Tá derivando de novo para a discussão histórica de licença.

Se a Prodabel tevesse usando uma solução própria e prorietária (do Poder Público!?), não seria tão ruim do que um acordo que ignora a existência de uma grande uma empresa de software, com folha de pagamento, sede, conhecimento acumulado. A solução poderia até ser contratada fora, mas a Prodabel já tem uma esturura para manutenção de sistemas.

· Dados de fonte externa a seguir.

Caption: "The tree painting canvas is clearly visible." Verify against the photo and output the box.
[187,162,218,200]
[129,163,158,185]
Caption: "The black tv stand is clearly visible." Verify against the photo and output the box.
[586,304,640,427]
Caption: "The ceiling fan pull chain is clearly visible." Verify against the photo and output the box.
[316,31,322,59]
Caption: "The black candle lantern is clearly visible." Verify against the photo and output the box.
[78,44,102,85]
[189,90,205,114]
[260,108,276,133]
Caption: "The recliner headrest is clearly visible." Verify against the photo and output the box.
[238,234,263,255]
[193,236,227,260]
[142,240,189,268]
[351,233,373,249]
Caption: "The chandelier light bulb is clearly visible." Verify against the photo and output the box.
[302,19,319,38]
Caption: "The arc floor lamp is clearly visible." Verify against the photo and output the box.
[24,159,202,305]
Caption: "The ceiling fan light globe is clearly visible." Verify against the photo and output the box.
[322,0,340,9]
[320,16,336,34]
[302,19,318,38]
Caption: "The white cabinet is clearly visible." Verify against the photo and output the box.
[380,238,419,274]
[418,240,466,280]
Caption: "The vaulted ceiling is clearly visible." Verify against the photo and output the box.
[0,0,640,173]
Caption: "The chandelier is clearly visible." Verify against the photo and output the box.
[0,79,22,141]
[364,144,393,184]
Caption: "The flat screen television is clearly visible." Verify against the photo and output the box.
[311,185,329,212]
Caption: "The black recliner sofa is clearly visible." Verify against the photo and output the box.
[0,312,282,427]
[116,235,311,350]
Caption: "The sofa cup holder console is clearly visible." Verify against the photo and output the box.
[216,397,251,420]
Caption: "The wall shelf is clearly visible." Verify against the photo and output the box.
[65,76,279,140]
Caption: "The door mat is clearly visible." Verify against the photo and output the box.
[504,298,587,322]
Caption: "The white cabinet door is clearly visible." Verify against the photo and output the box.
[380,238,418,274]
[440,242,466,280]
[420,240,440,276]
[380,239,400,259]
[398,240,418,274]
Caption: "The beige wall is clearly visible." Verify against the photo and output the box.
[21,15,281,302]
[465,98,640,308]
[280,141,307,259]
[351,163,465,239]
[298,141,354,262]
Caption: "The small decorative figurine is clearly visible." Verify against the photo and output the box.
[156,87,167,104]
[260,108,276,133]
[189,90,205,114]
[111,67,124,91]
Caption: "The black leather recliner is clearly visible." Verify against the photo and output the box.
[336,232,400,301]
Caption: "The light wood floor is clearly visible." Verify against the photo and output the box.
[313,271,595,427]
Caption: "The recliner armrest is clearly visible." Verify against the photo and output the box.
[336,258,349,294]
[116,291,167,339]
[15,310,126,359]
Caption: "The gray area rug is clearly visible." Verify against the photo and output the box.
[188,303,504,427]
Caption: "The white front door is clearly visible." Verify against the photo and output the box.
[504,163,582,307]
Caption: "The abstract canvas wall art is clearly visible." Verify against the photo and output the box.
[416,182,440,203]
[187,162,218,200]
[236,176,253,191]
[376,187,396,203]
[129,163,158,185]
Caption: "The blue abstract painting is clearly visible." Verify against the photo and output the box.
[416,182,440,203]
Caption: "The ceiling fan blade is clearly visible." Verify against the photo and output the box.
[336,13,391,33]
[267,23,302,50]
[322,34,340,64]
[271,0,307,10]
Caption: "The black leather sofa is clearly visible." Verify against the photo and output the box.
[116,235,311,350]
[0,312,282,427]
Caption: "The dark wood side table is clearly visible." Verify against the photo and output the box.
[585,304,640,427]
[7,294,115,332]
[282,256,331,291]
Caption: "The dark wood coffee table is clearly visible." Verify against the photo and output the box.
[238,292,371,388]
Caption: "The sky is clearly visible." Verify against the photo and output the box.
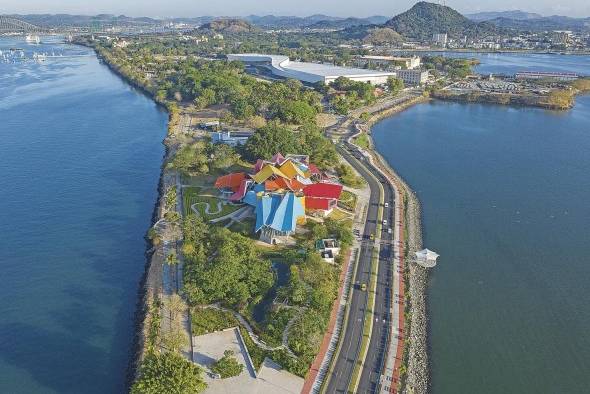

Em 07/06/2009 às 19:39 horas, psl-brasil@listas.softwarelivre.org escreveu:
On Sun, 2009-06-07 at 19:20 -0300, Omar Kaminski wrote:
> Refrescando a memória:
>
> http://www.procergs.com.br/noticias.php?cod=1071267321&tab=1&op=1

Bem lembrado. O caso do Direto foi uma coisa bem vergonhosa =/. Até
pior, de certa forma, porque a gente sempre ouvia dizer que era GPL.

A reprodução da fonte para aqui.